Dong-Hyun Hwang, Kohei Aso, Ye Yuan, Kris Kitani, Hideki Koike*
*Tokyo Institute of Technology, **Carnegie Mellon University
We present MonoEye, a multimodal human motion capture system using a single RGB camera with an ultra-wide fisheye lens, mounted on the user’s chest. Existing optical motion capture systems use multiple cameras, which are synchronized and require camera calibration. These systems also have usability constraints that limit the user’s movement and operating space. Since the MonoEye system is based on a wearable single RGB camera, the wearer’s 3D body pose can be captured without space and environment limitations. The body pose, captured with our system, is aware of the camera orientation and therefore it is possible to recognize various motions that existing egocentric motion capture systems cannot recognize. Furthermore, the proposed system captures not only the wearer’s body motion but also their viewport using the head pose estimation and an ultra-wide image.
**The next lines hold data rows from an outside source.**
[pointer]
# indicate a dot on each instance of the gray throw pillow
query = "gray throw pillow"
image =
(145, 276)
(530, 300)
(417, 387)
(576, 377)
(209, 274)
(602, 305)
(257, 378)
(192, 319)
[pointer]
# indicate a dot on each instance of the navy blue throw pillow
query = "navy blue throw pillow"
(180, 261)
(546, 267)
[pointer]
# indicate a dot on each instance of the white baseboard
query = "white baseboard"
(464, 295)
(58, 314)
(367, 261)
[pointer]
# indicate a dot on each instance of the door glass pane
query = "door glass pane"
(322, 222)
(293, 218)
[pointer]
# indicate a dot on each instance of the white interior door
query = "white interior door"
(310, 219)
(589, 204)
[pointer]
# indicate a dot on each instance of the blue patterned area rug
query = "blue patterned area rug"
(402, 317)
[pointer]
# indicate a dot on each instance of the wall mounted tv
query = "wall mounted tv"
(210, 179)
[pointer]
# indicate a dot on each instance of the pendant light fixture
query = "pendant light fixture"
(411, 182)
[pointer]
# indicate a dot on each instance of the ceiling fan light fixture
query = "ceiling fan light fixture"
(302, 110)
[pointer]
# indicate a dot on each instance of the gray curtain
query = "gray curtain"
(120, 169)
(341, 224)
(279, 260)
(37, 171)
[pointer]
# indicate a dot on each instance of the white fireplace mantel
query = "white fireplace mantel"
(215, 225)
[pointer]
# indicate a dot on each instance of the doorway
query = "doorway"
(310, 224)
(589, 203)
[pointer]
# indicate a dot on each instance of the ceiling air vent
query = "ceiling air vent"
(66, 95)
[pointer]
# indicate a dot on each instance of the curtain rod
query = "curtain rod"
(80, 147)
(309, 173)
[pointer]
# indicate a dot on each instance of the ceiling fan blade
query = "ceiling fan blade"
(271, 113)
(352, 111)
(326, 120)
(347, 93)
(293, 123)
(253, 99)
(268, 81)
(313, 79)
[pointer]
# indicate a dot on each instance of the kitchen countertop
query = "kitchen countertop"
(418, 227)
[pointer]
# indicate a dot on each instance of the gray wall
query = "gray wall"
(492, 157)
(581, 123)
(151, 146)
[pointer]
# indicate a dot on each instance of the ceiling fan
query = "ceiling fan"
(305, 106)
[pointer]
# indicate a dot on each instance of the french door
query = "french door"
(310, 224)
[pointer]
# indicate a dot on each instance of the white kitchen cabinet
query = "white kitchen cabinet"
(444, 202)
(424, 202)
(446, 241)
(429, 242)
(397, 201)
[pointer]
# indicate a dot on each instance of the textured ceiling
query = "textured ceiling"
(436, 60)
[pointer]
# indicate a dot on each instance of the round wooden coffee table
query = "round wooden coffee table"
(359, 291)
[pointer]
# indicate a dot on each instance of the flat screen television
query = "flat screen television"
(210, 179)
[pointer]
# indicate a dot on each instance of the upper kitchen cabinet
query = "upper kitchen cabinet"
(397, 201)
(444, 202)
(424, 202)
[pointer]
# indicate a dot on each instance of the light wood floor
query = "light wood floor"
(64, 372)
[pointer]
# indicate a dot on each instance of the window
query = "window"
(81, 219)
To implement robust multimodal motion capture, we design three deep neural networks: BodyPoseNet, HeadPoseNet, and CameraPoseNet, that estimate 3D body pose, head pose, and camera pose in real-time, respectively. We train these networks with our new extensive synthetic dataset providing 680K frames of renderings of people with a wide range of body shapes, clothing, actions, backgrounds, and lighting conditions. To demonstrate the interactive potential of the MonoEye system, we present several application examples from common body gestural to context-aware interactions.